Nancy McCallion is best known as the songwriter and vocalist for original Celtic-Norteno-you-name-it folk-rock cult band The Mollys. McCallion teamed up with high school music partner Catherine Zavala to form The Mollys in 1989, racking up seven indie releases and countless rave-review shows in the U.S., Canada, Europe, Australia and New Zealand before the group disbanded in 2003. The daughter of an Irish-Scots immigrant and a Texas farm girl, McCallion grew up in Tucson, a cross-cultural border town.
She heard, and was obviously influenced by, the Norteno sounds of her Southwest Side neighborhood, her older sister’s Beatles’ records, and 1970s and ’80s radio rock, mixed with her dad’s Irish trad and her mother’s Texas old-time country. Throw in adolescent Bob Dylan, Elvis Costello, and Pogues fixations and you’ve got the cultural stew that emerged as The Mollys’ drop-jaw repertoire. McCallion, Zavala and The Mollys developed a solid following and a trail of rave reviews (including a listing in the Washington Post’s top 10 CDs of 1997) for powerful, hard-to-classify recordings and pool-of-sweat performances over 14 years.

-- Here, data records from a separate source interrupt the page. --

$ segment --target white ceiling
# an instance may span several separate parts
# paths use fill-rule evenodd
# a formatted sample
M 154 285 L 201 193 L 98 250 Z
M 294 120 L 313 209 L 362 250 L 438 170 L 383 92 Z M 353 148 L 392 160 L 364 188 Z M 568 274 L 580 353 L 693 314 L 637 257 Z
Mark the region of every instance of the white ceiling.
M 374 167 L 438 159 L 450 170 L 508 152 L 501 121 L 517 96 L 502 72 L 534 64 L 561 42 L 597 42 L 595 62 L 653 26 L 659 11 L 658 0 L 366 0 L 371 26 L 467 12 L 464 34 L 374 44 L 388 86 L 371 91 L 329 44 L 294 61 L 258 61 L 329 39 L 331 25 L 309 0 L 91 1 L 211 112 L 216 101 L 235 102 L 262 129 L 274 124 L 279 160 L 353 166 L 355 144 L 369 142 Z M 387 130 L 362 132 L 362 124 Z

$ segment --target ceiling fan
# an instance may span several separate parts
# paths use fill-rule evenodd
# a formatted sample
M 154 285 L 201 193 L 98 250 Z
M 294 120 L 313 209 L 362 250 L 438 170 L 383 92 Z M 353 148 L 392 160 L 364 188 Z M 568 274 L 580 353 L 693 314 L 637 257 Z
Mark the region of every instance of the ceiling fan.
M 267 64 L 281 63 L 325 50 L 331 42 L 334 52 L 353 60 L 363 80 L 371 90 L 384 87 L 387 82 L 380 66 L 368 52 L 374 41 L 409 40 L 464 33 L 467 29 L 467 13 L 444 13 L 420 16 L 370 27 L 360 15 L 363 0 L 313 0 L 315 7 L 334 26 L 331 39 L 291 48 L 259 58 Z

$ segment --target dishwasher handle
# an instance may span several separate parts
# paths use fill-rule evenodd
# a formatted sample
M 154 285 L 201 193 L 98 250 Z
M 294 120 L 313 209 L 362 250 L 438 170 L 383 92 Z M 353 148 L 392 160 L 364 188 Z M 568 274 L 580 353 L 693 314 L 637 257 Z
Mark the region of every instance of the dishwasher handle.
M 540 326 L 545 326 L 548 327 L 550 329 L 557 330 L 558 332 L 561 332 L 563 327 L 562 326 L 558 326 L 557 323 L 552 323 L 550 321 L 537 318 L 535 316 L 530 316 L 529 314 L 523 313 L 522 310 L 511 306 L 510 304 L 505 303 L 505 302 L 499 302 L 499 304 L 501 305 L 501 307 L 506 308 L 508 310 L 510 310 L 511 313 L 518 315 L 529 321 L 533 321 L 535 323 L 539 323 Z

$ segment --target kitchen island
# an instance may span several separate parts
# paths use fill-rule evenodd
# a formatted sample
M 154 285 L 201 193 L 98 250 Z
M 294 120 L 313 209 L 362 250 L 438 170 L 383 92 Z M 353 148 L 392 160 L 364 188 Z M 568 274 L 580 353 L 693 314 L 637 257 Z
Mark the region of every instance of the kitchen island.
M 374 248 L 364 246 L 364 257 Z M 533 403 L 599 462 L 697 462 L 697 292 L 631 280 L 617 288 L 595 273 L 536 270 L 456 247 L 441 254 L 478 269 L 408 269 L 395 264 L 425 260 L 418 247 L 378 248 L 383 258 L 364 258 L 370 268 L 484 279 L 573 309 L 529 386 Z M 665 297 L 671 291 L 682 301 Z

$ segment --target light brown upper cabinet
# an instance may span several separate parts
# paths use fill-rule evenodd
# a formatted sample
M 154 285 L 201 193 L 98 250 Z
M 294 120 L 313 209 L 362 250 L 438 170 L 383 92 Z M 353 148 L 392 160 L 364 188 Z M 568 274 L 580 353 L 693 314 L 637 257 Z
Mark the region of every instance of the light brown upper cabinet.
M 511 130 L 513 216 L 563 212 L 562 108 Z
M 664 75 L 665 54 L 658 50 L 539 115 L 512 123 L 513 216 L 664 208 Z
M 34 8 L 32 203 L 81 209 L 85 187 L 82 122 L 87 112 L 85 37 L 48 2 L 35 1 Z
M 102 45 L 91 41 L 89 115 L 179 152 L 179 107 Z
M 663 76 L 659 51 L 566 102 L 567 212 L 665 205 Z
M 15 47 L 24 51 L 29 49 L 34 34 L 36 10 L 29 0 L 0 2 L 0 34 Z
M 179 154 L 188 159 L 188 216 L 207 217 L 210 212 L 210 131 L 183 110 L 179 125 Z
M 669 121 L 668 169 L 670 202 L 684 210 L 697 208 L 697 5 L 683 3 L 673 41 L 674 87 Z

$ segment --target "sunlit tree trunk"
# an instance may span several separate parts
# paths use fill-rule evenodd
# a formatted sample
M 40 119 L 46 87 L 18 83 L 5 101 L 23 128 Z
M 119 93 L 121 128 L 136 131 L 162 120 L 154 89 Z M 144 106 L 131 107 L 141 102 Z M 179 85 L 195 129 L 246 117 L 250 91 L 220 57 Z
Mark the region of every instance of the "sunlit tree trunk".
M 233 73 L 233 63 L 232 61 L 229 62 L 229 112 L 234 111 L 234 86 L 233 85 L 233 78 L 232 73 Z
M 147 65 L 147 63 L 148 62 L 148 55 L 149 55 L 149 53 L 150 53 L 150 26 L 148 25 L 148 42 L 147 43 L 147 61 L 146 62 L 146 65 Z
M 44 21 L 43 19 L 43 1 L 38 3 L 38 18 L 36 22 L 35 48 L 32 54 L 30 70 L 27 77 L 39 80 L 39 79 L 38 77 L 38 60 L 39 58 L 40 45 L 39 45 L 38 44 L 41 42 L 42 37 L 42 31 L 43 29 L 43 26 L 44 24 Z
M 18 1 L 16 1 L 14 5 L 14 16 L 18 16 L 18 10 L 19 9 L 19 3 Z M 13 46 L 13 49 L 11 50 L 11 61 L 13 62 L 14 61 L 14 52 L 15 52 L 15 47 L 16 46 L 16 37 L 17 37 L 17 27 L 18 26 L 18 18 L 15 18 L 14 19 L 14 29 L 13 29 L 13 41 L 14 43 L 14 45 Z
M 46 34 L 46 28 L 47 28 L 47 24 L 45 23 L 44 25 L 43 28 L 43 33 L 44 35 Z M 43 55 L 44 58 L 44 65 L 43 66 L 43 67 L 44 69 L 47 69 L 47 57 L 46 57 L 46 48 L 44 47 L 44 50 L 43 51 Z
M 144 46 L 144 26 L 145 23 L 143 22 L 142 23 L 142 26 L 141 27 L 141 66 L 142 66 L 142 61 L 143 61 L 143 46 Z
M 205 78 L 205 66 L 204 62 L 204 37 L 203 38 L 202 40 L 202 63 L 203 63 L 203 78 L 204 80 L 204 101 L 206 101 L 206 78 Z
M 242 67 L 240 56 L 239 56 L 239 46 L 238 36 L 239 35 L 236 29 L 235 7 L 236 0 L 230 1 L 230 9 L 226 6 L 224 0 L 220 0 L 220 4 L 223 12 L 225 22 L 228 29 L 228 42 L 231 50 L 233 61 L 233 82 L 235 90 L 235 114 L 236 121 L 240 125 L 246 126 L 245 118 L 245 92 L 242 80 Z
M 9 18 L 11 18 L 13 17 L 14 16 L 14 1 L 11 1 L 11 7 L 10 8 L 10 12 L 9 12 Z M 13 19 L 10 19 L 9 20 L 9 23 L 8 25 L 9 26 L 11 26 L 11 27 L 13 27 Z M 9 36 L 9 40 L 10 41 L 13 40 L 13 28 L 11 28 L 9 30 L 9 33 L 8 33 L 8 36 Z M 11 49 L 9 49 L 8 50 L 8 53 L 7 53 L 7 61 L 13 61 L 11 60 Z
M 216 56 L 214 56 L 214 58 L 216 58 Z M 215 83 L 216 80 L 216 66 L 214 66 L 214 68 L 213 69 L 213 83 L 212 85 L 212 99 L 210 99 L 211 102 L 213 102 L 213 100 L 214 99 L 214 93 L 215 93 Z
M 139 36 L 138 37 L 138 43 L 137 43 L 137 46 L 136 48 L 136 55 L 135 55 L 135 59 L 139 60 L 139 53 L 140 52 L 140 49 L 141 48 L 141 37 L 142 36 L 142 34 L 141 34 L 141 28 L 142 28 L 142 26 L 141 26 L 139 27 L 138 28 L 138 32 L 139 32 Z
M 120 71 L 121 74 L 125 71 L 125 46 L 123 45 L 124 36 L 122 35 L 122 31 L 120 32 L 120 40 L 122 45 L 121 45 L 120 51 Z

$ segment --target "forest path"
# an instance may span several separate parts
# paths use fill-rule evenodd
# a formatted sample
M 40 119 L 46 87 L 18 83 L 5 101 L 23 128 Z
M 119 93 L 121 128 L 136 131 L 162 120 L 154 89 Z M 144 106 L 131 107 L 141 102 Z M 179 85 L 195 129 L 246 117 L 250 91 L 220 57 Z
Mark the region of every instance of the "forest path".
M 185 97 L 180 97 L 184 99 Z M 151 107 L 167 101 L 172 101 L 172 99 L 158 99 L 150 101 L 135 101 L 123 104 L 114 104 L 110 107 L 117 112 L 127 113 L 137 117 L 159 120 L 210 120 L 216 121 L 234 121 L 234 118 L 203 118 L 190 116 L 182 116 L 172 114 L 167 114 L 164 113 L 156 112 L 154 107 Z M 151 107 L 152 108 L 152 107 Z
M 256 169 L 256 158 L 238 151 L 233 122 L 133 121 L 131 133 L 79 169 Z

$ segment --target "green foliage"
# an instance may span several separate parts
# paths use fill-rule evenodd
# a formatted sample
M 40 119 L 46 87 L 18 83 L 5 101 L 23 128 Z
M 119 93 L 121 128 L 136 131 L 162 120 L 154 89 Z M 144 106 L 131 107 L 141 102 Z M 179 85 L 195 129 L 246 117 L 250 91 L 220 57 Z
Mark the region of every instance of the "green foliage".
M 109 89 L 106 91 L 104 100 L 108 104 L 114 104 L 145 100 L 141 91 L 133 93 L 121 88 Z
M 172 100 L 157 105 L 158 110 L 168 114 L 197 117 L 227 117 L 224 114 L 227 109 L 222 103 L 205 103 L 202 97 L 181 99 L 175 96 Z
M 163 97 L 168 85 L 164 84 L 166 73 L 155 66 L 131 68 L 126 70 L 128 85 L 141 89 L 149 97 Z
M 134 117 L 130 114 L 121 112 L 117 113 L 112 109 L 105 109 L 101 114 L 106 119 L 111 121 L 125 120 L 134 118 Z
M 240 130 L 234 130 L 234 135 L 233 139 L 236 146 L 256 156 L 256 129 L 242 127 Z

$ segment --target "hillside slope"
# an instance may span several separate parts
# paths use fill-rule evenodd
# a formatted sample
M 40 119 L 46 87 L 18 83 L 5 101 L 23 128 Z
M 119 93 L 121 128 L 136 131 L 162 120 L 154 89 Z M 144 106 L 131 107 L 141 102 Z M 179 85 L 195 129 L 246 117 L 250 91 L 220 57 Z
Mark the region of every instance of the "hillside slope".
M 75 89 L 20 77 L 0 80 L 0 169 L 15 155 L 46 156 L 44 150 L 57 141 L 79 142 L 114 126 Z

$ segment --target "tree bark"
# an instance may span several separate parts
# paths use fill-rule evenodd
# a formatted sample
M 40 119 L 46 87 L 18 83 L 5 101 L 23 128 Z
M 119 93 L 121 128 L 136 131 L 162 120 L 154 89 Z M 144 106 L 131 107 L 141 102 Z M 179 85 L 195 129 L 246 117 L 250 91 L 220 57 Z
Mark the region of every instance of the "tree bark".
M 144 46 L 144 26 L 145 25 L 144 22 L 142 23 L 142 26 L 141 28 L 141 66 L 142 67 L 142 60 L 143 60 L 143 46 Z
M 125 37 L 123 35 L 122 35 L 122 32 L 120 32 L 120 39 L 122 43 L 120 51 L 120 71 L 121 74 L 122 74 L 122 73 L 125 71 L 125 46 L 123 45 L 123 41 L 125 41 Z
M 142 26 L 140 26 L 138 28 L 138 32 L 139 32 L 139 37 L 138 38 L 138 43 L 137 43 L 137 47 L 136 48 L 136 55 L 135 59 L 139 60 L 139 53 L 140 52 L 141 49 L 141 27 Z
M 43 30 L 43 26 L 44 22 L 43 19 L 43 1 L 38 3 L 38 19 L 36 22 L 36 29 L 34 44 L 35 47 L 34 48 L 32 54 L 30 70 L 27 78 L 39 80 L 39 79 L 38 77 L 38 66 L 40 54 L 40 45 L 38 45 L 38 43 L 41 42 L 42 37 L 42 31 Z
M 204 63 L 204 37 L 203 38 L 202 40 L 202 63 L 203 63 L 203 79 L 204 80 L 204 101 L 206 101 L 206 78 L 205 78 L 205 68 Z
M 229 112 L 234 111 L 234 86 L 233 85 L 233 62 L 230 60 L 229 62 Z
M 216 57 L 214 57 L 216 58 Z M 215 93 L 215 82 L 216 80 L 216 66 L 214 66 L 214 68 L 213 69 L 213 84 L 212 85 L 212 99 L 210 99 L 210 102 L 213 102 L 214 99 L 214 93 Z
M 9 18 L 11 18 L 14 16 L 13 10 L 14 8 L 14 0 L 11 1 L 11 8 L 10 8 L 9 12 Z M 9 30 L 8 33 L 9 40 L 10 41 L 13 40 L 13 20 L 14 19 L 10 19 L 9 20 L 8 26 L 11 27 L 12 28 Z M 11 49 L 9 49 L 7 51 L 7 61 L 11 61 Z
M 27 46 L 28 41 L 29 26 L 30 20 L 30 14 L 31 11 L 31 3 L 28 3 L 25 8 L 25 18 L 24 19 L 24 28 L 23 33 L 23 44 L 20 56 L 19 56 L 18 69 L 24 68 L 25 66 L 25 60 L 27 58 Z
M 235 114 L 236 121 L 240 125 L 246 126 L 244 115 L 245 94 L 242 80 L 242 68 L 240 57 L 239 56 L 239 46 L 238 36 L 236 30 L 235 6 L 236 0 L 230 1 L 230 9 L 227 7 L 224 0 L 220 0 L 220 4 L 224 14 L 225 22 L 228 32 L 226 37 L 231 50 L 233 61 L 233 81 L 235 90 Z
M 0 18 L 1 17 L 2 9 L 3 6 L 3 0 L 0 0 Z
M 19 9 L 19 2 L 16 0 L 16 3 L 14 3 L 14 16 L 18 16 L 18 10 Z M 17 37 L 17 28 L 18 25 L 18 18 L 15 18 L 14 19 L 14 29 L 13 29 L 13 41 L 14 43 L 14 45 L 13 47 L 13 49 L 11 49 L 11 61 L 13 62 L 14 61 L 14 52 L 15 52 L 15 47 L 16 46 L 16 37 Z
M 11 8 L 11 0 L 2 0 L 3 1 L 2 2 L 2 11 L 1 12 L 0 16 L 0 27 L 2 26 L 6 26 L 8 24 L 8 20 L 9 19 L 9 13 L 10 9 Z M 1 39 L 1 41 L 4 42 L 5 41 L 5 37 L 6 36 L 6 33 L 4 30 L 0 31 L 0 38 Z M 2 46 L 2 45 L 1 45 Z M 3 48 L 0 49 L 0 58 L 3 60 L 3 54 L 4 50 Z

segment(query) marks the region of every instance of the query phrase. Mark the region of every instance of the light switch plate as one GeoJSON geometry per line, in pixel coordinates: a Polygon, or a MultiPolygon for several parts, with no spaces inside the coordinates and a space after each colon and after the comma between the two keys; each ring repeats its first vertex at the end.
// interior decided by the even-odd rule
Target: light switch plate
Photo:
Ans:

The band took a break in 2001, when McCallion stopped to have a child, and disbanded in 2003, after a last tour of Italy. She never quit writing and resumed live performance and recording as a solo over the last 13 years. Although often compared favorably to Lucinda Williams and other leading female writers, McCallion’s sharp takes on life, lived small also bring to mind Tom Wait’s dark, quirky tales. Catch Nancy’s track “On We Go” on Putumayo’s Women of the World: Celtic along with Mary Black, Clannad, Maura O’Connell, Capercaillie and others.